In his day Babe Ruth was known as the Sultan of Swat for his prodigious home run production. Ryan Howard had that title for the Phillies, and they rewarded him by overpaying for a long-term contract that saddles them with his being a former shell of himself due to injuries and his inability or unwillingness to make adjustments. He is far from Philly’s Best Bargain and far from the hero status he once enjoyed.
More commonly now the expression that Ryan Howard wears on his face is the sulk. The sulk after yet another at bat when he failed to go the opposite way with the pitch. When he flailed and missed at a low and outside curve ball. When he is handcuffed by a fastball in or just plain guesses wrong yet again at a called strike three.
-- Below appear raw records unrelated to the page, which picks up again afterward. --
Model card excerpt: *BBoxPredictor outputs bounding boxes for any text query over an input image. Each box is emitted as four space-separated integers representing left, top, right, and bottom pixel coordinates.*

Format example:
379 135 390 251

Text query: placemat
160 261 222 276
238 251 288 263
Yet I do see signs of hope this spring. The other day I saw him take a 3-2 pitch for ball four, even though there was no one on base with the Phils already well behind on the scoreboard. During the regular season we will see similar situations where Howard is pulled for a pinch runner, or replaced late in the game simply for defensive purposes. Particularly when the opposition has left-handed relief pitching available, there is no concern about his bat being out of the lineup. He doesn’t exhibit much energy or enthusiasm on the field for the game, but he seems to care just a bit more than his fellow Sultan of Sulk, the shortstop known as Jimmy Pop-Up.
Is Jimmy Rollins in manager Ryne Sandberg’s doghouse? Seems that way, according to baseball pundit Jim Salisbury. Asked to comment about Galvis starting pencilled into the lineup against the Yankees at Bright House for Thursday’s game, Sandberg reportedly remarked: “Freddy’s a guy that will get playing time at various positions. He’s a guy that I like in the lineup. I felt good about what he brings to the table. The biggest thing I like is his energy and his positive influence, his positive influence on everyone around him.” Sandberg was asked what he would say about Rollins in that regard. “No comment,” the manager said.
Watch this revealing interview of Jimmy Rollins and Larry Bowa, posted by Salisbury just two days ago. Simply put, Jimmy admits he didn’t always run balls out. He somehow dissociates offense from defense. Defense is where Jimmy never dogs it or takes a siesta. The most revealing comment from Bowa is that Rollins has to make an adjustment to the fact that he’s on a mediocre team. Rollins hasn’t made the adjustment to handle that adversity. And that, my friends, is why Hall of Famer Ryne Sandberg, who won’t accept a player of Rollins’ caliber sulking. You sulk, whether it’s at the plate or in the field, you’ll sit.
We all know that kids role model sports figures, so I like this message. No matter what talent level you have, demand the best performance of yourself that you can deliver in all phases of your game. It will be very interesting to see how J-Pop responds to being benched. Kids of all ages in Philly and Clearwater are watching closely.